I wish to examine falsehoods or half-truths coming from the police or prosecution, especially via the press. From the story “The clues that snared a murderer” in The Scotsman 21 January 2005. The quotes are from detective chief superintendent Craig Dobbie.
(1) “…the sighting by the witness Andrina Bryson - who claimed she had seen Luke with a girl standing at the top of the Roan’s Dyke path on the day she was killed…”
There are at least two problems with this, one being that she did not exactly claim this and the other is that she changed the time of the sighting.
(2) “’The family were consistent in their evidence.’”
This is simply untrue; there were changes in testimony over time, for example. For example, I found this at the Herald on 16 September 2018: “Documents from the investigation, reveal that all three statements of the family search party, corroborated with Mitchell’s claim that the dog had led him to Jodi. All three statements changed to deny this one month later.”
(3) “’We spoke to friends, school teachers and others who knew Mitchell and established he had a parka jacket.’”
This statement is willfully misleading. The question is not whether or not he had a parka, it is when he had one.

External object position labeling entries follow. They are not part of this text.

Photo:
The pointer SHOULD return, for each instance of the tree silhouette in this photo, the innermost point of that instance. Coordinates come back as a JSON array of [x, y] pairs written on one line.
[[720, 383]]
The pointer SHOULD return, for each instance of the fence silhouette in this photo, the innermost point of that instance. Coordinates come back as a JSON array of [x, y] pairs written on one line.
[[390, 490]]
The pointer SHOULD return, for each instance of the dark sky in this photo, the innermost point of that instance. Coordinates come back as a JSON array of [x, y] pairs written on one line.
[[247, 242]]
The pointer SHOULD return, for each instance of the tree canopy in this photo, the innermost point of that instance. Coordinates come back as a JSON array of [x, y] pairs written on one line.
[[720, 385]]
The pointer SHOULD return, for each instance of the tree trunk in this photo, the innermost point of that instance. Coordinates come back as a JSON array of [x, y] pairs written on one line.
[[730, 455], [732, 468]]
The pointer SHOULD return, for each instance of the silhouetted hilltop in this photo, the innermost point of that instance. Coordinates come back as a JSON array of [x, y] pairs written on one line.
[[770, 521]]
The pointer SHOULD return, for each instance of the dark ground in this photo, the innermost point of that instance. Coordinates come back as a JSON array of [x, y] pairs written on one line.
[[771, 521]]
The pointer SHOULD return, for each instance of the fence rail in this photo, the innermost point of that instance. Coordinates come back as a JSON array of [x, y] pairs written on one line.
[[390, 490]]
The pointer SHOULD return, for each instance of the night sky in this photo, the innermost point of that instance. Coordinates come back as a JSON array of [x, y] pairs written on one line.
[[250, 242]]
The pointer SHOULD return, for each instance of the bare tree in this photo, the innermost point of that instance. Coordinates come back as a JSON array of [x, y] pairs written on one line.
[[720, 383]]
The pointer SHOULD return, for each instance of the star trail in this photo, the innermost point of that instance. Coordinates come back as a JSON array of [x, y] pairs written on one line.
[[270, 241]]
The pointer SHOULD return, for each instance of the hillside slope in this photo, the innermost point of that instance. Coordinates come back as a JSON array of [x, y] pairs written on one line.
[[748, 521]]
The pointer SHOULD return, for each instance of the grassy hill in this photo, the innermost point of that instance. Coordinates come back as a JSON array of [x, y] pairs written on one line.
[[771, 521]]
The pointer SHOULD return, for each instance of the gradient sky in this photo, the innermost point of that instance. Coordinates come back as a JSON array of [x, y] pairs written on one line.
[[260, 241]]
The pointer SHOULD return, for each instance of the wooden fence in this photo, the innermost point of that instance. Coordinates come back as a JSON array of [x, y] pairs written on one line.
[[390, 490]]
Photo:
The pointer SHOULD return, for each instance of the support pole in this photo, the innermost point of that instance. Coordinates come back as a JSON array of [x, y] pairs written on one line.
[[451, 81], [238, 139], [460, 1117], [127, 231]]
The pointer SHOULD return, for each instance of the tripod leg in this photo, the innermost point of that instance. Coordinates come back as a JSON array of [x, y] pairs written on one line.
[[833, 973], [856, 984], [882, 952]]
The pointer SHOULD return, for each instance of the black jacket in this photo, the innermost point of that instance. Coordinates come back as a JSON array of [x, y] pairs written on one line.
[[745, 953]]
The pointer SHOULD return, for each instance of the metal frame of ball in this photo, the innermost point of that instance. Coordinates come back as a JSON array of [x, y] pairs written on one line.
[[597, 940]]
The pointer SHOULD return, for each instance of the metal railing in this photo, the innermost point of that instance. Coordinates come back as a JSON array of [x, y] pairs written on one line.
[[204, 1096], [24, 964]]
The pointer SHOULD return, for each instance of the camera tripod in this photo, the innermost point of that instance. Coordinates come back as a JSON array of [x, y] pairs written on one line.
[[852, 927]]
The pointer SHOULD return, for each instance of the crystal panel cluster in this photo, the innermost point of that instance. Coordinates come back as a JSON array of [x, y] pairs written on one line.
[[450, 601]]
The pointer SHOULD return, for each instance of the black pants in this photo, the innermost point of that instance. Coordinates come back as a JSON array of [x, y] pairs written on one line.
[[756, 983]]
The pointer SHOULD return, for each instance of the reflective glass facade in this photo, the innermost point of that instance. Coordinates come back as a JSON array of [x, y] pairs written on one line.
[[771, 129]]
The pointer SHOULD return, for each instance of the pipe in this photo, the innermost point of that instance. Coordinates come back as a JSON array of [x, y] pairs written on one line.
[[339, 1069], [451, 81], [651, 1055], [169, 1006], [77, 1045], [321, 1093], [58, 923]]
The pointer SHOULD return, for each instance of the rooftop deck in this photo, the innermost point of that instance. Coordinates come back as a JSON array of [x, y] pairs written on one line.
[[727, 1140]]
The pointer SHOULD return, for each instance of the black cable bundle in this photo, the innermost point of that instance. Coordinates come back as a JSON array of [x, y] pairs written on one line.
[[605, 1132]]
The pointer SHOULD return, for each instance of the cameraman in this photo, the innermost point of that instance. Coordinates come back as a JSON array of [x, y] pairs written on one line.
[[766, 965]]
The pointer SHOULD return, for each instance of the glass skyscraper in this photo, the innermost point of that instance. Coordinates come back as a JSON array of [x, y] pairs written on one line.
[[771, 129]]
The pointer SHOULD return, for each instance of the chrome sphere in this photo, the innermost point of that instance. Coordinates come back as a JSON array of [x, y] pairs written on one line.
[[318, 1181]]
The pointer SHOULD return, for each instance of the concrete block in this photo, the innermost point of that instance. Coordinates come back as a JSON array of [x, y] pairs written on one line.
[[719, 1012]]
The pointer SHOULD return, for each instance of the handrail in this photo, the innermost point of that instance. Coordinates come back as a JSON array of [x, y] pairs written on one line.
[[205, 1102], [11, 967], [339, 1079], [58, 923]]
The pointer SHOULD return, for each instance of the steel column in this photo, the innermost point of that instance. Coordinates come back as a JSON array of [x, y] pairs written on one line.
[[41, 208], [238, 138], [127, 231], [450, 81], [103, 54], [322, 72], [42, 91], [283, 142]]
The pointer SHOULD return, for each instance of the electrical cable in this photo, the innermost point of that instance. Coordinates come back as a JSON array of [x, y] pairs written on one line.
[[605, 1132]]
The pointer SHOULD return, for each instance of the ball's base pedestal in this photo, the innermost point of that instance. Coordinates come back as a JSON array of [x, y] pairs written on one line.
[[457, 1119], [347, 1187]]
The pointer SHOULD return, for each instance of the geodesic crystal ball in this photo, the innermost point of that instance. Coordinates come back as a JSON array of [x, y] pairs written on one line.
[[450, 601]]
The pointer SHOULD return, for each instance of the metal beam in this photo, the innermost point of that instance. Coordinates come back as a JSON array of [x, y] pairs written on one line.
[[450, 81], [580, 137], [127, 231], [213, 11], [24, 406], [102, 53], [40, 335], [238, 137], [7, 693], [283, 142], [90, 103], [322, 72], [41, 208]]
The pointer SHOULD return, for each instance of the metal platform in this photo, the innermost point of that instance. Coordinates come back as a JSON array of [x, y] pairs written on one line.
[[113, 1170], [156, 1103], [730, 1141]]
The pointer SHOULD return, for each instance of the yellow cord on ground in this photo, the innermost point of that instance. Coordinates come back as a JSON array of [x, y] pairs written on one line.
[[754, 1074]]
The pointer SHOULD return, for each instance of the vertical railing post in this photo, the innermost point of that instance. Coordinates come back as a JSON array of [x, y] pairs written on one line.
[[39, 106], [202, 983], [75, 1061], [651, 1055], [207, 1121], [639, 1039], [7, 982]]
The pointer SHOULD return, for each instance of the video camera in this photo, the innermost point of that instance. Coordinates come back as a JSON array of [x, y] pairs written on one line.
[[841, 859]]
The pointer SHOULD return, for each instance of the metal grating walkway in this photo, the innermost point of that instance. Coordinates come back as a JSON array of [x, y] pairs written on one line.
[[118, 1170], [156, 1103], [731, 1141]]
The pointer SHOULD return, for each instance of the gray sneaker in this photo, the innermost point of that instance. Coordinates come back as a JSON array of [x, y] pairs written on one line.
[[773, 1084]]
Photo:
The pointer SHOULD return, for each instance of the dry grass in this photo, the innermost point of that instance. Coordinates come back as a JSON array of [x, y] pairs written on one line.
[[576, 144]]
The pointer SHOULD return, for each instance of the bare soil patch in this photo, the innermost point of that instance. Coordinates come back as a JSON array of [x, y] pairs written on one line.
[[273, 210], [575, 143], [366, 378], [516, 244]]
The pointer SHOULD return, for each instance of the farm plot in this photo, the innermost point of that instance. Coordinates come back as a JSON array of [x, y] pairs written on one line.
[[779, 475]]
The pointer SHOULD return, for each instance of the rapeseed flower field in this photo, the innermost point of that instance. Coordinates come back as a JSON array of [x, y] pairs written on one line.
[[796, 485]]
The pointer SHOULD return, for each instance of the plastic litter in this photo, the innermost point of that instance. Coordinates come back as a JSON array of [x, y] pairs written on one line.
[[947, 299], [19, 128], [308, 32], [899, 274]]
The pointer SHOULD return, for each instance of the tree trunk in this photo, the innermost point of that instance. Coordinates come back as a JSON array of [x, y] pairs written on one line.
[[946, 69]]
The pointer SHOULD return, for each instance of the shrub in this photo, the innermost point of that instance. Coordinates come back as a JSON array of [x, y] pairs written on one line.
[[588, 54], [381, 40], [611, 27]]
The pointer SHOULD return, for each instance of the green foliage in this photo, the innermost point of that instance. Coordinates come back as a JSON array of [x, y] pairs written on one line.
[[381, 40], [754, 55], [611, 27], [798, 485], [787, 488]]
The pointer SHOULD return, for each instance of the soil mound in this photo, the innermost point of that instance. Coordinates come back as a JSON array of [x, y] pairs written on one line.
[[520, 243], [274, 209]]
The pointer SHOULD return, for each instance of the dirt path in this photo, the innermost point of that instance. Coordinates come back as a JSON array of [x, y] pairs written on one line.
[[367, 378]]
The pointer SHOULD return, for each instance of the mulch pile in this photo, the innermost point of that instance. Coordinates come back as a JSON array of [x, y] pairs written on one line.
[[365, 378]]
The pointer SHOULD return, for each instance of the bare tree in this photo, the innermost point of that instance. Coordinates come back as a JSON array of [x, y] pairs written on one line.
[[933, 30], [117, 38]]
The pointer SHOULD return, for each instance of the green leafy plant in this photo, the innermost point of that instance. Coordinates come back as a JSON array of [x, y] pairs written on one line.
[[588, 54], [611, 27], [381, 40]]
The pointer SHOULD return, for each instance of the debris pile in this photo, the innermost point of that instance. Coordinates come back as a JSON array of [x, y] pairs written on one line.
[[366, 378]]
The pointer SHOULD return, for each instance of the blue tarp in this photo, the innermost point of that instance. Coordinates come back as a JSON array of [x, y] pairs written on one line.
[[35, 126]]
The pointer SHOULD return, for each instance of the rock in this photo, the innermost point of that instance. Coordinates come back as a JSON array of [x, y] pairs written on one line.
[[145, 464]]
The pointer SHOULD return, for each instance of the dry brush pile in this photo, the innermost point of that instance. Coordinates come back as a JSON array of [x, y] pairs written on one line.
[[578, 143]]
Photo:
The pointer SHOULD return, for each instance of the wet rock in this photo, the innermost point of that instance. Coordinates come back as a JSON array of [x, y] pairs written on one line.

(4) “’When the results came back there was not one DNA profile which could not be accounted for. Every profile belonged to people who knew Jodi, including Luke. However, what we didn’t have was DNA from someone unknown, which ruled out anyone unknown as the killer.’”
One, no one has provided any evidence that Luke was included as a donor (see my comments in another thread. Two, it could not be determined, according to what has been said, whether or not the other profiles belonged to males. Three, the donor of condom profile was not identified until after this story was written.
(5) “Mr Dobbie described the crime scene as one of the ‘finest I have ever seen.’”
If this statement were true, it would be a lamentable state of affairs. Yet of the five points I have listed above, the story only addressed this one, and it did so in an incomplete way. To take just one example, I can find no evidence that anyone addressed the time of death forensically.